Was wäre eine Geschichte mit Prolog und Epilog ohne eine dramatische, anrührende Danksagung? Also hey, ich wollte noch Danke sagen. An die, die das Wort zis schon nicht mehr hören können und trotzdem noch bis hier gelesen haben. Ganz bald höre ich auf damit…vielleicht. Danke an die zis-Stiftung für Studienreisen für…alles??? Denn neben der finanziellen Zuwendung von 600 Euro ist diese Stiftung noch Träume-Erfüller, Lebenskrisen-Retter und das real-Life-Facebook für Abenteurer. Danke insbesondere natürlich an meine Mentorin Regina, aber auch an Karsten, der mit seinem Fahrrad sämtliche Gebirge des Planeten überquert, um mehr jungen Leuten ein zis-Stipendium zu ermöglichen.

Ohne zis hätte ich nicht die tollsten Menschen überhaupt kennengelernt, Caro, Sherin, Rebecca, Rebecca, Lena, Manuel, Juliane, Franziska, Elisabeth, Noah, Ben, und und und… danke an alle von euch, dass ihr mich so inspiriert und mit eurer hochansteckenden Abenteuerlust besprüht.

Danke möchte ich aber auch dem neuen Jahrgang 2019 sagen, dass ihr eure Pläne mit mir geteilt habt und so viel Schwung in dieses Treffen gebracht habt. Ich kann es kaum erwarten, von euren Reisen zu hören, und wünsche euch alles, alles Gute dafür!

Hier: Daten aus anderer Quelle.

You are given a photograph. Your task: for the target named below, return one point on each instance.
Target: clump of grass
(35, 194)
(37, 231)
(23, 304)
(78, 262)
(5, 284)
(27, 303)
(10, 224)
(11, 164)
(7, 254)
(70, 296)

Machen wir´s kurz: danke an die ganze Welt, dafür, dass sie sich von uns bereisen lässt und auf uns wartet.

Mein Name ist Tabitha Anna und ich bin 24 Jahre alt. Ich komme aus dem Süden von Baden-Württemberg und liebe es, zu lesen, zu schreiben und zu reisen. Seit Oktober 2019 studiere ich deutsche und italienische Sprach- und Literaturwissenschaft in Freiburg im Breisgau.